That being said, have you looked at alternative versions of Python? If you’re only running pure Python code, there’s a good chance that the pypy
version of Python could speed it up, as that’s a fair chunk faster . On average, pypy
is about 5x faster, but that average hides some really monstrous speedups for some code.
Editting to add: It looks like the Manjaro packaged versions of pypy
are currently a little broken, so you may have to download pypy
from https://www.pypy.org/ . They’re not completely broken - just some weirdness (I think someone might have compiled in some default code? Not entirely sure)
1 Like
ryzen
26 February 2024 19:32
20
calculating pi:
100%|██████████████████████████████████████████████| 33554431/33554431 [00:09<00:00, 3458013.93it/s]
calculating fib recursive:
97%|█████████████████████████████████████████████████████████████▎ | 37/38 [00:18<00:00, 1.98it/s]
calculating fib iterative:
100%|█████████████████████████████████████████████████| 1048574/1048574 [00:10<00:00, 102368.05it/s]
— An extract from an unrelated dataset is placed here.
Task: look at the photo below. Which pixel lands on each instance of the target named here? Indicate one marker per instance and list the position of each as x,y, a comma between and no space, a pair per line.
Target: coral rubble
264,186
benchmark time: 0:00:39.346528
OK so not great, but probably acceptable for the CPU rated speed. I think I understand what’s going on now - thanks all for the responses. This thing still thinks it’s a server. The CCX cores are in groups of 3 with a lot of L3 cache, I have noticed quite big improvement going back to single core threads. Time to rethink how I manage my work load. Will need to understand the bios settings a lot better. Cheers.
{edit} an example single thread on this machine runs a large number (not-python) routine in 10 mins single thread, versus 30 mins multi thread, versus 50 mins on a windows box with a ryzen 9. so my thinking is too old school; need to understand thread handling better. more is not always better.
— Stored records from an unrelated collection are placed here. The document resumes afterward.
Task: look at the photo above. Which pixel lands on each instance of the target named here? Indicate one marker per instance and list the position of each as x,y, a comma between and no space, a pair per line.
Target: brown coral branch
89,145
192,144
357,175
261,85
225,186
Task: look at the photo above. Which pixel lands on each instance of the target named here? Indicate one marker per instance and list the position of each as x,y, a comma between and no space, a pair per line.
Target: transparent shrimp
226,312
in summary, this is not a manjaro/python issue at all, and will investigate the pypy option if it can speed up execution times, but glad I asked the question. thanks for the help!!
dgdg
26 February 2024 22:57
22
Well, it is a server And in fact, it’s a server with a rather complex architecture. Not only do you have multiple CCXs, but you’ve got two CPUs as well.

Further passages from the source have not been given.